いや、沙耶さんもさっちゃんと呼ばれたことはないけどな。
ということで、ようやくサボテンの名前が決まった。曖昧にだけど。ていうか、そのまんまだけど。
それから。
お茶をすすりながらお菓子を食べているとき、凪が言った。
「そういえば、サボテンって人間の言葉がわかるみたいだよ」
「へえ。そうなんですか」
と、鈴ちゃんが食いつく。
「俺もそれ聞いたことある。だから、優しくしないとすねてひねくれちゃうんだってさ」
「シンパシーもあるって言うよね」
「それを言うならテレパシーだろ? なんでサボテンに共感するんだよ」
「触れるモノ皆傷つけるところとか、開とそっくりだ」
「どこがだよ!」
「それは作哉くんか。ははっ」
「いない人をいじるのもやめろ」
と、俺は冷静につっこみを入れる。
すると、タイミングよく、作哉くんがノノちゃんといっしょにやってきた。
「よお」
「こんにちは」
「オレがなんだって?」
ニヤリ、と恐ろしい笑みを浮かべる作哉くん。別にさっきの会話が聞こえたから怒っているわけでもなく、ただおもしろい話題なのかと思っただけだろう。そんな怖い顔の作哉くんに「ひぃ」と恐れる鈴ちゃんはさておき、俺が説明してやった。
「ということなんだ」
「ほう。なるほどな。サボテンがこの探偵事務所にやってきたんだな。緑が増えていいじゃねーか」
「はい。ノノもそう思います」
そうして、凪は仕切り直して言った。
「つまり、サボテンがひねくれたりしないためにも、愛情をもって育てないといけないんだ。ぼくたちの愛情ですぐに大きくなるさ」
「サボテンちゃんがひねくれちゃったらかわいそうだもんね~」
と、逸美ちゃんがほんわかした顔で相槌を打った。
「ふふっ。そうはなりたくないですよね。怖がったり怖がらせたりしちゃサボテンに警戒されてとげが鋭くなったりして。なんて。そんなことないですよね」
鈴ちゃんが冗談交じりに言って、俺が「うん、ないない」とつっこんでいたら、逸美ちゃんが驚いた顔になる。
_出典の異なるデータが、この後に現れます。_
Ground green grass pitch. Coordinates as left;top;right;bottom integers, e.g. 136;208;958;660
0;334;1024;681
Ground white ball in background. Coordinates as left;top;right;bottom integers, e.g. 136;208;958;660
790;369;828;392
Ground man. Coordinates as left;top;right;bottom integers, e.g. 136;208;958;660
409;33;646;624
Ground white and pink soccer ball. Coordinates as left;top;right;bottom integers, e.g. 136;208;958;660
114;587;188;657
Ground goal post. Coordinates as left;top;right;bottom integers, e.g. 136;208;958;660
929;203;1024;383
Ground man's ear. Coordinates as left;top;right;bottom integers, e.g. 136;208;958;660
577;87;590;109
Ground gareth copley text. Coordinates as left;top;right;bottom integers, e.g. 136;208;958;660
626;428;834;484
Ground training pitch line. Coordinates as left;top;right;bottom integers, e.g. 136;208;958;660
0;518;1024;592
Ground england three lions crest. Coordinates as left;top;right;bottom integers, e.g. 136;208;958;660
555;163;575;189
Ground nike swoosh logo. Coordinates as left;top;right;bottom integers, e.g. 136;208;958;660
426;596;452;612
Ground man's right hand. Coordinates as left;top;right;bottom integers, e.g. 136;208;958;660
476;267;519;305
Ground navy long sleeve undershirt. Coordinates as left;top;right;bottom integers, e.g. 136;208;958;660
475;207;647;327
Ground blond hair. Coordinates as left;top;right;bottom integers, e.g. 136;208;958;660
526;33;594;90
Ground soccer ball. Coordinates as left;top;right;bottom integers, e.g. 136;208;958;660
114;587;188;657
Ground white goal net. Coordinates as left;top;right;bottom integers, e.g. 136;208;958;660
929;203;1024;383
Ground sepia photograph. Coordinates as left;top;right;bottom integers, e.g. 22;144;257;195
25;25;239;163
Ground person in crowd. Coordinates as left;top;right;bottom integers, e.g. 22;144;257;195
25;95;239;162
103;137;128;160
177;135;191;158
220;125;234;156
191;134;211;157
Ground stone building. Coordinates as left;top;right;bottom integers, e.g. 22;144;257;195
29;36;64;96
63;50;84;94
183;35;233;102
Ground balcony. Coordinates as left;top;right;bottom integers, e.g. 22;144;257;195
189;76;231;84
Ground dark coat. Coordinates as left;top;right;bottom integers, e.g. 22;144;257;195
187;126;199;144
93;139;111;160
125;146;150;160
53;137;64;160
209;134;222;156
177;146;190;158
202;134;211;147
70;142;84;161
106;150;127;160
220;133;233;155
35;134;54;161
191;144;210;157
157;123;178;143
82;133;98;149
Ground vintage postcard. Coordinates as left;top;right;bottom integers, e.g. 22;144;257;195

「わたし、サボテンちゃんが音楽を聴くっていうのは本で読んだことあるけど、とげが鋭くなるなんて……」
「それは冗談ですってば」
あはは、と鈴ちゃんが苦笑いする。
「そうだといいけど~」
逸美ちゃんは不安になっちゃったらしい。普段から色んな本を読んでいて膨大な知識を持っているけど、逸美ちゃんはその吸収力ゆえ逆に変な冗談でもなんでも知識として覚えてしまうのである。困ったものだ。
俺は逸美ちゃんに言ってやる。
「大丈夫だよ。愛情もって育てればいいだけなんだから」
「そ、そうよね」
と、逸美ちゃんもちょっと安心した顔になった。
「そうそう。たとえサボテンを怒らせたって、とげが飛んできたらよければいいんだ」
「よけるの? わたしにできるかしら~。わたしって、敏捷性がたいしたことないから」
「凪、余計なこと言うなよ。逸美ちゃんも凪の冗談なんて間に受けちゃダメだよ」
「なんだ、冗談だったのね。凪くんったら~」
「いや~」
凪が照れたように頭をかく。
「褒めてない」
と、俺と鈴ちゃんがつっこむ。
しかし、逸美ちゃんは不安そうにチラっとサボテンを見た。さらに作哉くんも少し不安そうにチラっとサボテンを見ていた。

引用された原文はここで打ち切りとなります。